The command is slightly misspecified. You want to reshape value. Look at the output you want and notice the observations are uniquely identified by id and test_date. Therefore, they should be in the i option.
reshape wide value, i(id test_date) j(test) string
This yields something close you what you want, you just need to rename a few variables to get exactly the output. Specifically:
rename test_date date
renpfix value

Updated exposure variables in Stata

I'm trying to create a variable for updated body mass index (bmi) through 4 visits of a study. I've tried the below but it only lists the value from the last visit. My data is in wide format where visit_v1 = 1 if the participant was present for visit 1 and bmi_v1 = bmi at visit 1. I want bmi_su to equal bmi_v1 if visit_v1=1, bmi_v2 if visit_v2==1, etc. Any thoughts where I'm going wrong?
gen bmi_su = .
replace bmi_su = bmi_v4 if visit_v4==1
replace bmi_su = bmi_v3 if visit_v3==1 & visit_v4==0
replace bmi_su = bmi_v2 if visit_v2==1 & visit_v4==0 & visit_v3==0
replace bmi_su = bmi_v1 if visit_v1==1 & visit_v4==0 & visit_v3==0 & visit_v2==0
Do you seek something like this:
. clear all
. set more off
.
. * Assumed data structure
. input ///
> id bmi visit1 visit2 visit3 bmi1 bmi2 bmi3
id bmi visit1 visit2 visit3 bmi1 bmi2 bmi3
1. 1 20 1 0 0 20 0 0
2. 1 . 0 1 0 0 25 0
3. 1 . 0 0 1 0 0 28
4. end
.
. list, noobs
+----------------------------------------------------------+
| id bmi visit1 visit2 visit3 bmi1 bmi2 bmi3 |
|----------------------------------------------------------|
| 1 20 1 0 0 20 0 0 |
| 1 . 0 1 0 0 25 0 |
| 1 . 0 0 1 0 0 28 |
+----------------------------------------------------------+
.
. * What you want?
. gen bmisu = bmi1 + bmi2 + bmi3
.
. list, noobs
+------------------------------------------------------------------+
| id bmi visit1 visit2 visit3 bmi1 bmi2 bmi3 bmisu |
|------------------------------------------------------------------|
| 1 20 1 0 0 20 0 0 20 |
| 1 . 0 1 0 0 25 0 25 |
| 1 . 0 0 1 0 0 28 28 |
+------------------------------------------------------------------+
?
Panel or longitudinal data are usually much better off in a long data structure or shape (some say format).
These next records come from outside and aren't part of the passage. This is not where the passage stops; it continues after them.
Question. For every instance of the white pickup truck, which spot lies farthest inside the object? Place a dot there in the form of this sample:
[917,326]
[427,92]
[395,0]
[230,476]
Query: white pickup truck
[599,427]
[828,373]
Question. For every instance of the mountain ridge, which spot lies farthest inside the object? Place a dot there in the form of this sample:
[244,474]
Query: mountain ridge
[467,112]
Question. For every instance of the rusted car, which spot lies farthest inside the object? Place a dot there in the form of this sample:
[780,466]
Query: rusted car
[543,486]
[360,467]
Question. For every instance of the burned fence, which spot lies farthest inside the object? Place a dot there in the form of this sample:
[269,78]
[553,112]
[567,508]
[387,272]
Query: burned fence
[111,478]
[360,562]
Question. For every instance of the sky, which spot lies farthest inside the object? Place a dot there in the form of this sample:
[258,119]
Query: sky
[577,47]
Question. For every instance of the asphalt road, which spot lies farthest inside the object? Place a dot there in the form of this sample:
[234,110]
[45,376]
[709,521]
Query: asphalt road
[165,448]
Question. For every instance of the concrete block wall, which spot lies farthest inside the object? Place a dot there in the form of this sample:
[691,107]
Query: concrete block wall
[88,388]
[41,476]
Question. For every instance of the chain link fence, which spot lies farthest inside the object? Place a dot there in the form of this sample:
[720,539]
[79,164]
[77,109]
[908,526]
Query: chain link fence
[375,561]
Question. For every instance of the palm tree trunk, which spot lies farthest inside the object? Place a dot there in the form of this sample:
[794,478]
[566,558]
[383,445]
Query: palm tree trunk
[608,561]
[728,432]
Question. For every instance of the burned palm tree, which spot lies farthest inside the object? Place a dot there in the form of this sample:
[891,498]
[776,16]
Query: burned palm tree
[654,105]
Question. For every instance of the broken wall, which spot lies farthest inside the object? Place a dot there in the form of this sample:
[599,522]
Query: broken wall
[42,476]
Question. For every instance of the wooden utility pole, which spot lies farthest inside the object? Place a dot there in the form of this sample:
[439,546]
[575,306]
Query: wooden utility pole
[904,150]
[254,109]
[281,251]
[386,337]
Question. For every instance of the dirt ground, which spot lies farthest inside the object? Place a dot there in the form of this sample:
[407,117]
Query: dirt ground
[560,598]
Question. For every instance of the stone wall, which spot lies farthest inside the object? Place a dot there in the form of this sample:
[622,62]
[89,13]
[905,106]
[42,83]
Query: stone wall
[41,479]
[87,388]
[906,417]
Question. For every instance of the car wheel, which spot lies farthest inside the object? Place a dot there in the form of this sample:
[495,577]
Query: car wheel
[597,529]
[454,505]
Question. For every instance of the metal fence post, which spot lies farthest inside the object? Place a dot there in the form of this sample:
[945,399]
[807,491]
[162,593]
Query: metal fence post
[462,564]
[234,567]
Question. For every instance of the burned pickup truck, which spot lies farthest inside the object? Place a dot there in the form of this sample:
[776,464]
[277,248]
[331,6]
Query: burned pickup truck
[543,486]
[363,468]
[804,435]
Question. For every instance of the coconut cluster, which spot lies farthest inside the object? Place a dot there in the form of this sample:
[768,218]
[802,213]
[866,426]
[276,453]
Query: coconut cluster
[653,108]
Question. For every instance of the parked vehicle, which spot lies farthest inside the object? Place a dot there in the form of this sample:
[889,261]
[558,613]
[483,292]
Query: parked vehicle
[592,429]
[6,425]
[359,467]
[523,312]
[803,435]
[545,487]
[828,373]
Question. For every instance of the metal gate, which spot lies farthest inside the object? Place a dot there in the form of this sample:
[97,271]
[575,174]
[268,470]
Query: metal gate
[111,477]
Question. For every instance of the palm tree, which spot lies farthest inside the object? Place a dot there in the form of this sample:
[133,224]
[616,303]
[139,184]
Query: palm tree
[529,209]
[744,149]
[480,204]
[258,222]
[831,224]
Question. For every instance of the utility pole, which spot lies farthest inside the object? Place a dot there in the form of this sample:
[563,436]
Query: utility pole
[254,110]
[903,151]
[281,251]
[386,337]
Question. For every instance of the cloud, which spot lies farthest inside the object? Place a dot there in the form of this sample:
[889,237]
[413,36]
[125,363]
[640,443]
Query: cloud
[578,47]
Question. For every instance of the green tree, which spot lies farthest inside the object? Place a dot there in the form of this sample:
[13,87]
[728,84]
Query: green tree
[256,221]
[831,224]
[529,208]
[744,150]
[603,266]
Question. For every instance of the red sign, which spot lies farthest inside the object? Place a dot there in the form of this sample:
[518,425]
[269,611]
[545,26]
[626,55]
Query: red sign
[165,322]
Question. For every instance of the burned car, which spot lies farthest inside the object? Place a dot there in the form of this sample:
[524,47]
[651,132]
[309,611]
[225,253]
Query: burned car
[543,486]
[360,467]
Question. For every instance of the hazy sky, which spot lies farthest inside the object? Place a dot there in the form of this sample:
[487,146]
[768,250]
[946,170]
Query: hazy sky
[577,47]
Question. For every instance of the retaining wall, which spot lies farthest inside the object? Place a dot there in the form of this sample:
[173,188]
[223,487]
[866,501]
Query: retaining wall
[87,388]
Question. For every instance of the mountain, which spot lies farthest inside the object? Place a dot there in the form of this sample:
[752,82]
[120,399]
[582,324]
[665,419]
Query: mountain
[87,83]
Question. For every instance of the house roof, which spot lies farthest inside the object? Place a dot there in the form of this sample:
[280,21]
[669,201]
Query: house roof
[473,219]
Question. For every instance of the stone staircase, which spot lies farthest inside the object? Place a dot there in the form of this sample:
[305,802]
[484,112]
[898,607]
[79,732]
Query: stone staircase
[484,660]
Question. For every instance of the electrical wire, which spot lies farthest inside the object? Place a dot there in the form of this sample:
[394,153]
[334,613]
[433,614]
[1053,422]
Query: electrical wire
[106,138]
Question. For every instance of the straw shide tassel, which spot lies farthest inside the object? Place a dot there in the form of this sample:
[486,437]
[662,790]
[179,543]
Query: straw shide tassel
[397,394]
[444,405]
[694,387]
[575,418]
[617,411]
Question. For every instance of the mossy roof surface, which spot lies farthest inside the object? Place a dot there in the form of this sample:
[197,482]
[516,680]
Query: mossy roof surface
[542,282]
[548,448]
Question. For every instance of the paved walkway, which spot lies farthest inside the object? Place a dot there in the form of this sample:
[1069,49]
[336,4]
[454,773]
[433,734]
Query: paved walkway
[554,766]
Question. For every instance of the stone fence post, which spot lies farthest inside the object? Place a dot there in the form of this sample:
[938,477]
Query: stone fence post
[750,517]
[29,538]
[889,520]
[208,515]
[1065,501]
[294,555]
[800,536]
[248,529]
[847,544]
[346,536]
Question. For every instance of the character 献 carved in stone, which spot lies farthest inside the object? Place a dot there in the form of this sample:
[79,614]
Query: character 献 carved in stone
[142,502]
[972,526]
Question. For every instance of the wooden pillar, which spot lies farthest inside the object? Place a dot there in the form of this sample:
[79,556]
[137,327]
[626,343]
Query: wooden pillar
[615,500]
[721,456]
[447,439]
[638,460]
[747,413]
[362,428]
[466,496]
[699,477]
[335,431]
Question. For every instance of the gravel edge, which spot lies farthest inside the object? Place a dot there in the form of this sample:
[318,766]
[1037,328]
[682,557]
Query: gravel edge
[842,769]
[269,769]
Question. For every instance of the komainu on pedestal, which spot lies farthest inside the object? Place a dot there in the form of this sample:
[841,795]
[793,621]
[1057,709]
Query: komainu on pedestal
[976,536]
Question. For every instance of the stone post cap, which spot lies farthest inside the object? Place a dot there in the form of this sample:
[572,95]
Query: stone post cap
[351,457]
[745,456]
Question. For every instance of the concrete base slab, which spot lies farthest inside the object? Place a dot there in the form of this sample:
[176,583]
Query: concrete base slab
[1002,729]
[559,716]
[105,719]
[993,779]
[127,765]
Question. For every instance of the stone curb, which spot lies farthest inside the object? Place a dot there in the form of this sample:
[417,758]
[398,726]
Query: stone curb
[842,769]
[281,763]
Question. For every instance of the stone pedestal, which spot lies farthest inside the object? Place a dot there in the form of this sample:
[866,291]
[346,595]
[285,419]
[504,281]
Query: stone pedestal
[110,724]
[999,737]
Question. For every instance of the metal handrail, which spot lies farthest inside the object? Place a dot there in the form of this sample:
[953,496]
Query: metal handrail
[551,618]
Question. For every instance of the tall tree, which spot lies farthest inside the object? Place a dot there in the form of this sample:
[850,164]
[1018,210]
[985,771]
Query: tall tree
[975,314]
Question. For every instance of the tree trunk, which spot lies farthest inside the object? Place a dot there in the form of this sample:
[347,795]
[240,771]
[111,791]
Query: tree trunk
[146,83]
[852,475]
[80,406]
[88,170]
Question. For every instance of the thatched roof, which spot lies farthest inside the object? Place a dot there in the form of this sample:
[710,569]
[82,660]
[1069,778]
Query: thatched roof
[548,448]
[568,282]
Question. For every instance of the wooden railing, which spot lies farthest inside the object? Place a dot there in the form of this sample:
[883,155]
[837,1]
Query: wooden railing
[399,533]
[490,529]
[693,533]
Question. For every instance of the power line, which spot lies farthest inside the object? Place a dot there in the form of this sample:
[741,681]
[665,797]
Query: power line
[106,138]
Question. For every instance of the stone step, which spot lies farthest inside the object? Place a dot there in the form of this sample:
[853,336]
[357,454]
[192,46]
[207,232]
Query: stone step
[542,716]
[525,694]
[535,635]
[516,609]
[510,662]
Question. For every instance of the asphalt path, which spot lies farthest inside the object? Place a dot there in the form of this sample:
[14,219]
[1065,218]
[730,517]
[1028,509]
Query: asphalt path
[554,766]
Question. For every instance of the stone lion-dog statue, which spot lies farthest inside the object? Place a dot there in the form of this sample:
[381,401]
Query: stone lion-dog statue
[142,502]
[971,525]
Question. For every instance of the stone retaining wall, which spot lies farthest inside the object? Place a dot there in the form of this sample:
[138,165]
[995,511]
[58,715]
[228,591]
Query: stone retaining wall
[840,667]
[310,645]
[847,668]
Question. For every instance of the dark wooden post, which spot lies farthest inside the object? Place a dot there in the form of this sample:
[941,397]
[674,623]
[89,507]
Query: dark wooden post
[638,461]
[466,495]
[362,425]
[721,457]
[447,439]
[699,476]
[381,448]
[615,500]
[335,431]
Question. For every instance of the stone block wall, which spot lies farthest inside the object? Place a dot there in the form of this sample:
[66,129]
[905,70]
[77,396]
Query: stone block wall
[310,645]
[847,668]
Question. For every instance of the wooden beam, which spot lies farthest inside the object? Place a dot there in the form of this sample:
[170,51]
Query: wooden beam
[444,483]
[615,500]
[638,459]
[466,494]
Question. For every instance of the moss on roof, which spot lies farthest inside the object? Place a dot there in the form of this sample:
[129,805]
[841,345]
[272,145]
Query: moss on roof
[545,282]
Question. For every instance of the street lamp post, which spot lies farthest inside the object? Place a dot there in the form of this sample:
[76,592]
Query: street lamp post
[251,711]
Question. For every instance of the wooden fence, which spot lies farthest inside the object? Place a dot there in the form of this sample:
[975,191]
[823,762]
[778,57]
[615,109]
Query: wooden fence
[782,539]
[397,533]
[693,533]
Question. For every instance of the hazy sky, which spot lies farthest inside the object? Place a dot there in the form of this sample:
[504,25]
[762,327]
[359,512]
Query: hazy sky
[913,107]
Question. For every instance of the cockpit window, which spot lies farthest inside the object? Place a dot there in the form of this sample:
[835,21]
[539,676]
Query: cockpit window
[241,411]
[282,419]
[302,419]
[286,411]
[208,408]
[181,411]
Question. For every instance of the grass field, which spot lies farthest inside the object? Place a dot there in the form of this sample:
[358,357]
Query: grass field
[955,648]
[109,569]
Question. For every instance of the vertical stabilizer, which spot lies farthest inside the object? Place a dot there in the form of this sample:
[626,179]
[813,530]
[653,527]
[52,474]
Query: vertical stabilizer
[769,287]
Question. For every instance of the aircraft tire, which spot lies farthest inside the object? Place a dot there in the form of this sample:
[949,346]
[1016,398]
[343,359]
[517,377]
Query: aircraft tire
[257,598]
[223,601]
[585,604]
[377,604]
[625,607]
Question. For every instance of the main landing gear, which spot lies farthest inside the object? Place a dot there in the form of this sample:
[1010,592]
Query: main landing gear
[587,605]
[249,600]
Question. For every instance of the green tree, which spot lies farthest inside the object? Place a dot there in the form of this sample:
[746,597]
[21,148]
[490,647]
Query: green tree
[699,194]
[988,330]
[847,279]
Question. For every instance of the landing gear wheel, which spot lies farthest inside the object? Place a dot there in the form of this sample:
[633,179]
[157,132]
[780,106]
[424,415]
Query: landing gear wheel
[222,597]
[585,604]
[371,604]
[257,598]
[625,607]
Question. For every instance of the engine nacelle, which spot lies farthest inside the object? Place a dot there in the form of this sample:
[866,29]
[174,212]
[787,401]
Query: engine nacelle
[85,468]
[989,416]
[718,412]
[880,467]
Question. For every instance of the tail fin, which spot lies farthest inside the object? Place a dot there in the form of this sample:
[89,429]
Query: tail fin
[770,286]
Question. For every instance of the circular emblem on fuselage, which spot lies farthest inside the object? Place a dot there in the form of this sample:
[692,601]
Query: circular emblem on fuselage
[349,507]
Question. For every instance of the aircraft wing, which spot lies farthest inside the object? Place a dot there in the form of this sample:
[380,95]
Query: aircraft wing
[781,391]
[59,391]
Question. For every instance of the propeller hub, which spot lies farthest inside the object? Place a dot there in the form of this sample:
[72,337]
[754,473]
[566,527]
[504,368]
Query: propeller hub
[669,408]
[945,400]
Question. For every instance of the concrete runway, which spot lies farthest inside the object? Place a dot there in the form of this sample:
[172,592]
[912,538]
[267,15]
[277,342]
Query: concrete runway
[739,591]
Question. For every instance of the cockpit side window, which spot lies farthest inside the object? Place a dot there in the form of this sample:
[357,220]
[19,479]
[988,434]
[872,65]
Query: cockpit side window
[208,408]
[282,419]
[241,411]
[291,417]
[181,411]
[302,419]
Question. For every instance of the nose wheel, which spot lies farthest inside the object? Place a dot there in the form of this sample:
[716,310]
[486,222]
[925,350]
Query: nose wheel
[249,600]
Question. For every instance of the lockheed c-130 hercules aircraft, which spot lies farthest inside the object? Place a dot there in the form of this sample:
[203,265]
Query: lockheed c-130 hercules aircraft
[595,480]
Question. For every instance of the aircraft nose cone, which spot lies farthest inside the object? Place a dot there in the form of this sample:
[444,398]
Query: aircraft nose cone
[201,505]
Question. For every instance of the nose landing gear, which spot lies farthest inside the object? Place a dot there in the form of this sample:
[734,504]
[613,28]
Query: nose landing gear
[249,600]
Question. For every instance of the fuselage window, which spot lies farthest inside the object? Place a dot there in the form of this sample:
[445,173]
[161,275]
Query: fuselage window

In your case, the definitions imply that the last measurement will trump earlier measurements, so it is not clear why you seem surprised.
Here are some more systematic ways to do calculations. First,
gen bmi_su = bmi_v4
forval j = 3(-1)1 {
replace bmi_su = bmi_v`j' if visit`j'
}
Second,
gen bmi_su2 = bmi_v1
forval j = 2/4 {
replace bmi_su2 = bmi_v`j' if visit`j'
}
Consider also variants of the above with if missing(bmi_su) or if missing(bmi_su2) rather than the if conditions shown.